10 Practical Tips to Put AI to Work for You

10 Practical Tips to Put AI to Work for You

Fast Company offers 10 practical ways for teachers, coaches, and school leaders to put AI to work:

1) Spark reflection

Ask students to reflect through a conversation with AI. A well-prompted AI will keep asking follow-up questions, pushing students toward real analysis.

2) Critique your syllabus

Give an AI assistant your syllabus and ask for a critique based on clarity, inclusivity, student-friendliness, and completeness. The AI won’t write your syllabus for you, but you’ll get specific, honest feedback that will challenge you to make yours better.

We don’t always have colleagues at our side who can offer input on our work. So this is an objective, independent, instant, constructive way to get a useful critique.

3) Create more visual materials

AI assistants can help create visual layouts and simple comics-style explanations without any design experience to turn your syllabus into a graphic version students want to read.

4) Improve lesson plans

Ask AI to generate 10 warm-up or closing activities based on descriptions of your learning goals, class size and constraints. Having options allows you to figure out better activities than what you would have designed alone.

5) Experiment until something clicks

Experiment with AI until it produces something that surprises or excites you. That moment of “Wait, I could actually use this,” is the moment that turns the conversation from theoretical to real.
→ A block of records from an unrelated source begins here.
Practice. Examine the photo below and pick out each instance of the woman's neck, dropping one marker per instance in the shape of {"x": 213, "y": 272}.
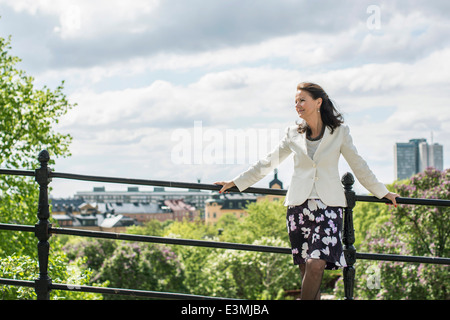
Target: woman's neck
{"x": 316, "y": 127}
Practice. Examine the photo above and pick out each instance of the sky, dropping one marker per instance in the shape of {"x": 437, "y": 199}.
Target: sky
{"x": 189, "y": 90}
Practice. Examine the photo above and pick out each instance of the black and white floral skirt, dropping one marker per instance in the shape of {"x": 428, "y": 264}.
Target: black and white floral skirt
{"x": 315, "y": 231}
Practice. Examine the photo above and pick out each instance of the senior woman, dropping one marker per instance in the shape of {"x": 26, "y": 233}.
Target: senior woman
{"x": 315, "y": 198}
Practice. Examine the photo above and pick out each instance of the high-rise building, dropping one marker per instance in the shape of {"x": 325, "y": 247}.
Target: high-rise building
{"x": 415, "y": 156}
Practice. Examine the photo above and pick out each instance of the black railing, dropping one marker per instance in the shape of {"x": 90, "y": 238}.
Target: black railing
{"x": 43, "y": 230}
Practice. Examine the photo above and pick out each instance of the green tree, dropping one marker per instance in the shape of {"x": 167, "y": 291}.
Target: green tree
{"x": 27, "y": 126}
{"x": 250, "y": 274}
{"x": 142, "y": 266}
{"x": 413, "y": 231}
{"x": 28, "y": 116}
6) Expand engaging class activities       

AI assistants can help expand considerations for things such as a compelling analogy for a hard concept, a historical anecdote or a mini case study for a short role-play exercise. You can set the direction and be responsible for verifying when you’re teaching a subject you’re well-versed in. You’re not creating special effects but strengthening engagement and improving the learning experience.

7) Illustrate what not to do

Flawed examples are useful to illustrate what not to do. AI can intentionally generate a weak argument, a poorly structured paragraph, or circular reasoning. Students learn what to avoid. Never publicly embarrass a student by using their work as an example of a mistake.

8) Catch what you miss

AI can review your work and catch what familiarity made you miss. Ask an AI assistant to review your materials for accessibility gaps, unclear instructions or areas where your material could be more inclusive.

9) Analyze student feedback

After deleting names and any identifying information from end-of-semester feedback, ask AI to uncover themes, patterns, and gaps. Don’t spend hours manually categorizing open-ended comments when you can get a usable overview in minutes. Then act on what students told you: “What are some things that I’m not seeing? What are some assumptions I’m making or missing? What are some ways I might redirect the course?”

10) Document what was discussed

Use an AI note-taker to capture transcripts of student meetings, advising sessions, and office hours. Request permission first. Searchable records of what was discussed, questions that came up, and what you suggested are useful as time passes and it gets harder to remember the nuances of what you talked about.